It is relatively rare that you find a combination of intelligent lyrics, excellent delivery and phat beats in this here game known as hip hop. Take for example yesterday’s post: Larry-O can kick it, but his visions of a gangster lifestyle are hardly thought-provoking. I don’t mean this to take away from his ability as an MC; he has presence and understands how to deliver a good rhyme, but you wouldn’t exactly put him in the ‘intellectual’ bracket and invite him to a dinner party. Similarly, too much thought-provoking material can feel too try-hard and risks missing out on the party element that could be argued is a core element of the genre. I’m struggling a little to think of examples off the top of my head, but perhaps Saul Williams could be considered ‘too wordy’; his work is interesting and valuable but it ain’t exactly going to rock a crowd.
Today’s post features an artist who has managed to combine these elements in a cohesive package that makes it look all too easy. J-Live has had his fair share of strife in hip hop, with ‘The Best Part’ going through a five year ordeal where it was shelved on two (!) separate occasions. Amazingly, he emerged from this period seemingly unscathed and in my opinion is one of hip hop’s most valuable contemporary contributors. His second album ‘All Of The Above’ is a gleeming demonstration of the fact that you don’t have to talk about guns, drugs and bitches to come off dope.
Handling production, turntable and scratch duties is no mean feat either, and J-Live does the three with style. The beats on this album are exceptionally well produced and range from straight party rockers (‘How Real It Is’) to late night head nodders (‘Nights Like This’). Spinna contributes a couple of tracks as well, although these by no means outshine J-Live’s own work. I’m not saying that the production is flawless; I don’t like ‘Stir Of Echoes’ and there are a couple of other tunes that I generally skip, but for an album released in ’02 that’s not bad going.

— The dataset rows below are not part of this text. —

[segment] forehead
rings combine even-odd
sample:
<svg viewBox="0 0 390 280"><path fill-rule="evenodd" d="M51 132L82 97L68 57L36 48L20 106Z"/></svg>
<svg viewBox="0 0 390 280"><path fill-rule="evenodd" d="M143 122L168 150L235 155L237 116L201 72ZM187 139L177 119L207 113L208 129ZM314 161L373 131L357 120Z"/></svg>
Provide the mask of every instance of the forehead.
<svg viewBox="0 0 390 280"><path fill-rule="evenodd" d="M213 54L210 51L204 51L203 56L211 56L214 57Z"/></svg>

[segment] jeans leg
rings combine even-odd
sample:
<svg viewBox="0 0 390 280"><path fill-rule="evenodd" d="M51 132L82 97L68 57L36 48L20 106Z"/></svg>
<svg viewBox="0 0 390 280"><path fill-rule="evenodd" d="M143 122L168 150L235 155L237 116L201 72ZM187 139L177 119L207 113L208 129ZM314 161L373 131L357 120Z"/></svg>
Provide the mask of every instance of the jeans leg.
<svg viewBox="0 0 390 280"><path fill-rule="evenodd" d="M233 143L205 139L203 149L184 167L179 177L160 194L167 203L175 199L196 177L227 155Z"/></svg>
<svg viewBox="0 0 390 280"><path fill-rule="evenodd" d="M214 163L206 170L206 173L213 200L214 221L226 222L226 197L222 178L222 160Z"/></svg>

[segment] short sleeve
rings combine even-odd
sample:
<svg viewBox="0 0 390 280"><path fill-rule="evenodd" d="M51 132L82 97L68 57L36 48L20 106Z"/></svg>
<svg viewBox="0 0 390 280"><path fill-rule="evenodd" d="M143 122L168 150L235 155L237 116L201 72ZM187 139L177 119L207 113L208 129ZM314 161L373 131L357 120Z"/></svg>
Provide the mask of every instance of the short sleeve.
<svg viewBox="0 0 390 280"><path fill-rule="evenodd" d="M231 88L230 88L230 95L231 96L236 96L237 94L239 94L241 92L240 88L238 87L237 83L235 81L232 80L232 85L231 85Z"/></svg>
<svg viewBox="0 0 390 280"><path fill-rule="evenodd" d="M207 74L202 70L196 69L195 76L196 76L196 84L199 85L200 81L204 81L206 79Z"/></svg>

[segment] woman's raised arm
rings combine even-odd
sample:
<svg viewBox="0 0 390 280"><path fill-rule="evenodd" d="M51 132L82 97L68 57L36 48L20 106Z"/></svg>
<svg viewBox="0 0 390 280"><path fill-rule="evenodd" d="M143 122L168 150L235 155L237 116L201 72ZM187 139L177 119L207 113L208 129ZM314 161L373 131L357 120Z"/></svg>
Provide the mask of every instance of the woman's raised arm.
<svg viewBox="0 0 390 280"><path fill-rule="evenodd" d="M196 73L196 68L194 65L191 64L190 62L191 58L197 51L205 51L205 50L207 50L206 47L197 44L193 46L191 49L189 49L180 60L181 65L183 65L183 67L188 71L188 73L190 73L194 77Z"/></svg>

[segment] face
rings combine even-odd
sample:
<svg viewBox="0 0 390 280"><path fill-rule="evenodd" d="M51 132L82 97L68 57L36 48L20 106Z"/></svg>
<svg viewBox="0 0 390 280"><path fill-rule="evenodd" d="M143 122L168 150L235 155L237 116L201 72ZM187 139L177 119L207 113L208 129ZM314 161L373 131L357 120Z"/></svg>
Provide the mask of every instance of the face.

However, it is J-Live’s skills on the mic that really hold this album together. From flipping the well known call and response catchphrase ‘it’s like this an’ a’ into a prophetic warning of what happens to girls who give it up too easy to delivering three different possible endings to the same story on ‘One For The Griot’, J-Live’s lyrics cover a wide range of topics and all are delivered with finesse and flava. I can’t think of any other MC around at the moment who has the same ability to combine content with flow, let alone whilst producing bangin’ music to provide a backdrop. The debate is open: answers on a postcard folks.